Он пожал плечами, прикусив губу. Потом опустил секиру, прислонил ее к ноге и вытер потные ладони о штаны.
– Только не убивай этого тощего сукиного сына слишком быстро, – сказал я. – А то нас прикончат и мы не увидим, как Сигурд разорвет всех на части.
Я смерил глазами синелицего, который шел впереди, и увиденное мне не понравилось. Худощавый и жилистый, он двигался с расчетливой грацией кошки. Обычно самый сильный воин бывает похож на тролля. Как Свейн Рыжий или тот франк, который запрыгнул на борт «Змея», но этот был невысок, а значит, ловок. На бедре его болтались ножны с кривым мечом, а под длинными желтыми одеждами, расшитыми красными цветами и прихваченными на талии красным кушаком, виднелись железные пластинки, похожие на рыбью чешую. Горло и подбородок защищала кольчуга, а на голове у него, в отличие от большинства синелицых, были не тряпки, а заостренный кверху шлем.
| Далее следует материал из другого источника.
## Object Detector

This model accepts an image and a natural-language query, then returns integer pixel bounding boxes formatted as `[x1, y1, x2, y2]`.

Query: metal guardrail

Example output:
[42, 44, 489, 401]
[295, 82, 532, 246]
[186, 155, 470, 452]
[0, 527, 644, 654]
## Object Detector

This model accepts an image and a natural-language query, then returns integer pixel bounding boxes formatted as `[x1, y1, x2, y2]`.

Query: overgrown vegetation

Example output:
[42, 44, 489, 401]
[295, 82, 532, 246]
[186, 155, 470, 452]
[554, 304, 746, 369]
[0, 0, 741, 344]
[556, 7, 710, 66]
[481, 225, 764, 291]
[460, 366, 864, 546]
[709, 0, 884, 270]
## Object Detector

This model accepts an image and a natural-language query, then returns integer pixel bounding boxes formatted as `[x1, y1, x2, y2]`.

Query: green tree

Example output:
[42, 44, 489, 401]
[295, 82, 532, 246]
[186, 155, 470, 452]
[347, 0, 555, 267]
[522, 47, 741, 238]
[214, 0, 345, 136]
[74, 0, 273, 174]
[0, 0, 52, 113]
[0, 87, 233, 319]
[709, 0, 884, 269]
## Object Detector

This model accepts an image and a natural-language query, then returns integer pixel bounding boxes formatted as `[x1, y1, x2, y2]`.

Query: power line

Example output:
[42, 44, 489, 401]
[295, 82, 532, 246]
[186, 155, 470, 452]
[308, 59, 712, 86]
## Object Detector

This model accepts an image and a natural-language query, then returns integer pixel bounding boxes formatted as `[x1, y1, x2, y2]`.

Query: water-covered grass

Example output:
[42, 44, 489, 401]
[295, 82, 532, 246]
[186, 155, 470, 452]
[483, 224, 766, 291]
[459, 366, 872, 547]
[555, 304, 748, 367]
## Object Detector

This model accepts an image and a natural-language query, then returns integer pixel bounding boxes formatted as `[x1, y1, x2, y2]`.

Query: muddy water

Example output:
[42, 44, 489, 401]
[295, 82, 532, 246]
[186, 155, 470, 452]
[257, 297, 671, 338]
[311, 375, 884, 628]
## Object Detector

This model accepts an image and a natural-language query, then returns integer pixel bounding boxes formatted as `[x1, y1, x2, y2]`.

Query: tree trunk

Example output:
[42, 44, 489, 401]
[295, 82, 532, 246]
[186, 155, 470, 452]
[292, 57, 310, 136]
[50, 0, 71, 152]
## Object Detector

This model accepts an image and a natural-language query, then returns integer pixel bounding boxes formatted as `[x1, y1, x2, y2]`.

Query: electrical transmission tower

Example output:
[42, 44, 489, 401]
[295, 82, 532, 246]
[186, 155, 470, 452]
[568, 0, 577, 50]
– Этот дохляк похож на краба, – пробормотал Бейнир. – Чтоб добраться до мяса, надо расколоть панцирь.
– Твой топор рассечет его, как горячий нож – мед, – сказал я. – Надеюсь, ты его хорошо наточил.
– Ему хватит, – ответил Бейнир, когда синелицые остановились перед нами.
Кони заржали, выпуская дымящиеся струи мочи на пыльную землю.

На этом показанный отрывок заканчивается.